Dopo dieci anni si avvia l’ultima fase che permetterà di completare il ripristino dei fondali di quella costa di mare tra i più belli della Toscana, danneggiati dal naufragio della nave Costa Concordia. Dopo la rimozione dei residui del cantiere per il rigalleggiamento del relitto, nel 2019 ha avuto inizio l’ultima fase. Si tratta del recupero dell’ecosistema marino compromesso dall’impatto.

Ricordiamo infatti il tragico evento avvenuto esattamente dieci anni fa il 13 gennaio 2012, quando la nave da crociera Costa Concordia si schiantò contro gli scogli dell’Isola del Giglio. Quell’impatto provocò uno squarcio di 70 metri nello scafo, che causò il parziale affondamento della nave e la morte di 32 persone.

Costa concordia: il recupero dei fondali marini

Quest’ultima fase di recupero è probabilmente la più delicata se pensiamo che consiste nel reimpiantare le praterie di Posidonia oceanica e il coralligeno, le scogliere coralline del Mediterraneo. Entrambe rappresentano la maggiore fonte di biodiversità dei nostri mari.

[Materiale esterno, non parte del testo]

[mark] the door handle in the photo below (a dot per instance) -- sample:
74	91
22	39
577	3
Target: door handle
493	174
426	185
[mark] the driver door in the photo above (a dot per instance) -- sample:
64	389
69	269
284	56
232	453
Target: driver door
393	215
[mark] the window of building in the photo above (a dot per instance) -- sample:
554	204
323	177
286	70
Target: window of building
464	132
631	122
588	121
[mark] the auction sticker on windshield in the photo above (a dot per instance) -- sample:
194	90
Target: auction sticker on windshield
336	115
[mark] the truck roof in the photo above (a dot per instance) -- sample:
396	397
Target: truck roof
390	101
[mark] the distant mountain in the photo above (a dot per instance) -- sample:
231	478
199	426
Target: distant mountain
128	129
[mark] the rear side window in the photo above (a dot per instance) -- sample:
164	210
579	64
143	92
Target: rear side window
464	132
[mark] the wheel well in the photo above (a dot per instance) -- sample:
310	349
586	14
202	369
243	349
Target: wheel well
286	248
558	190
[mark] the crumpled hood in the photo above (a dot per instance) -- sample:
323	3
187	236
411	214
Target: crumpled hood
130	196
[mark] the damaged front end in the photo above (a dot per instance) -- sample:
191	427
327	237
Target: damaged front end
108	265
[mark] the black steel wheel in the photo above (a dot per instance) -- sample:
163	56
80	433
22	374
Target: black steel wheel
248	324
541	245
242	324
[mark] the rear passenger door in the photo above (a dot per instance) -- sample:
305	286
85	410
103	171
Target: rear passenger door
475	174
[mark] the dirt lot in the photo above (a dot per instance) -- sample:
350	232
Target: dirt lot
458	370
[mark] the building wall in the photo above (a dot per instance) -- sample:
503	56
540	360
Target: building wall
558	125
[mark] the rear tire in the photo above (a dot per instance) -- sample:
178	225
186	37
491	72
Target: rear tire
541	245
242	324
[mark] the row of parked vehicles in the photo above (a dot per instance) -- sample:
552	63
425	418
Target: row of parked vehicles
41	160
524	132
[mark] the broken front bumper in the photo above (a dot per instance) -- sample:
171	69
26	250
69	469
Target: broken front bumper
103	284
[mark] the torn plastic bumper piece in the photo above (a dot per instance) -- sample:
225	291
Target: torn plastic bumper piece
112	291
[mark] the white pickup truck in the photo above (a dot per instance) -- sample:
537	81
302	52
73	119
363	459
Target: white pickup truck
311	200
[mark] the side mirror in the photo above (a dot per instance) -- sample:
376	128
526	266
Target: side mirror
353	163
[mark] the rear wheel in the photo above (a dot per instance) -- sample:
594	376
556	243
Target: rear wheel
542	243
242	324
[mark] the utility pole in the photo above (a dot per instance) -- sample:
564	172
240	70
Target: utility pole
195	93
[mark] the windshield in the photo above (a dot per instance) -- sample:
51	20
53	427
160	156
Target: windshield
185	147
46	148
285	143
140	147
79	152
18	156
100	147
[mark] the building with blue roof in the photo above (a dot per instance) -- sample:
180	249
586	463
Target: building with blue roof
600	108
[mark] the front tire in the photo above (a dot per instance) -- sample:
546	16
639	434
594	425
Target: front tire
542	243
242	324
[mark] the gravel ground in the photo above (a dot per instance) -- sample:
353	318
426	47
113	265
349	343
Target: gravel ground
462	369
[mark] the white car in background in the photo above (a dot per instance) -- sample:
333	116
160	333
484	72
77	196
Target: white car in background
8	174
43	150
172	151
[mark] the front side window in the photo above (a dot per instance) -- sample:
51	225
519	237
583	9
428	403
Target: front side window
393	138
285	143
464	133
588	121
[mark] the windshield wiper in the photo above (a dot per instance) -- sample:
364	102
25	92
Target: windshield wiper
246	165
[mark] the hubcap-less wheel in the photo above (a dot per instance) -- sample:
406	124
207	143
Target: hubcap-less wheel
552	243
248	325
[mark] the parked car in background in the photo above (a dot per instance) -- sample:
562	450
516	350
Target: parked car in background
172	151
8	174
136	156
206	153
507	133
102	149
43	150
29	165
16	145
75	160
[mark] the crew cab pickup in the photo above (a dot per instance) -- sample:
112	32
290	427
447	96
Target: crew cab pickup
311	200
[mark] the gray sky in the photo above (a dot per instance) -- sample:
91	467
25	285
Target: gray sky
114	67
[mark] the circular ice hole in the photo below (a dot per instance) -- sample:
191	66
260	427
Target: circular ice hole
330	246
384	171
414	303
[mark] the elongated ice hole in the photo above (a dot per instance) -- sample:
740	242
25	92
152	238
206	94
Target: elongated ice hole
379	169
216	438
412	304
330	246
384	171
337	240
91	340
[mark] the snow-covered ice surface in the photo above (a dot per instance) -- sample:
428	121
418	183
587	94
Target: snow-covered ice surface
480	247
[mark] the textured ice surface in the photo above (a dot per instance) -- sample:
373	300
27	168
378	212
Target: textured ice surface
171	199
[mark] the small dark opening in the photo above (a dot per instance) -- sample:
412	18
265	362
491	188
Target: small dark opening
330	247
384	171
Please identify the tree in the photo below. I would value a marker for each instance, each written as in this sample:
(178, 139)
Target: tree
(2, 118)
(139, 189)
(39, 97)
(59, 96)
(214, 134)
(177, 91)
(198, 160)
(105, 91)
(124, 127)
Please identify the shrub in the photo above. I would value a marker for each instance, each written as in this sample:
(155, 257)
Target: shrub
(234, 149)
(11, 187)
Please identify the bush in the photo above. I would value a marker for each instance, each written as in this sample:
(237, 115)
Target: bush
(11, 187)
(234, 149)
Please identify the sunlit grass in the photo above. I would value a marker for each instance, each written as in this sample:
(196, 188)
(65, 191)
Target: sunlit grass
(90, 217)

Come avviene il monitoraggio dei fondali marini

Ad occuparsi di questa delicatissima fase è il Centro Interuniversitario di Biologia Marina (CIBM), incaricato da Costa Crociere. Alle istituzioni scientifiche pubbliche Arpat e Ispra, spetta invece il controllo e il monitoraggio ambientale. Il monitoraggio è un’operazione molto importante indispensabile per valutare che tutto proceda secondo le aspettative. In pratica delle squadre di operatori scientifici subacquei si immergono per controllare come procede il ripopolamento dei fondali. Se le talee di Posidonia oceanica hanno attecchito bene e se le piante si sviluppano in modo regolare. Anche il reimpiantamento del coralligeno viene accuratamente controllato nello stesso modo.

Tutte le attività di controllo e monitoraggio dei fondali marini effettuate da Arpat e Ispra, proseguiranno fino al 2024 e comunque fino a quando l’Osservatorio di monitoraggio Concordia avrà dato parere positivo. A quel punto l’ecosistema marino del Giglio tornerà ad essere quello di una volta.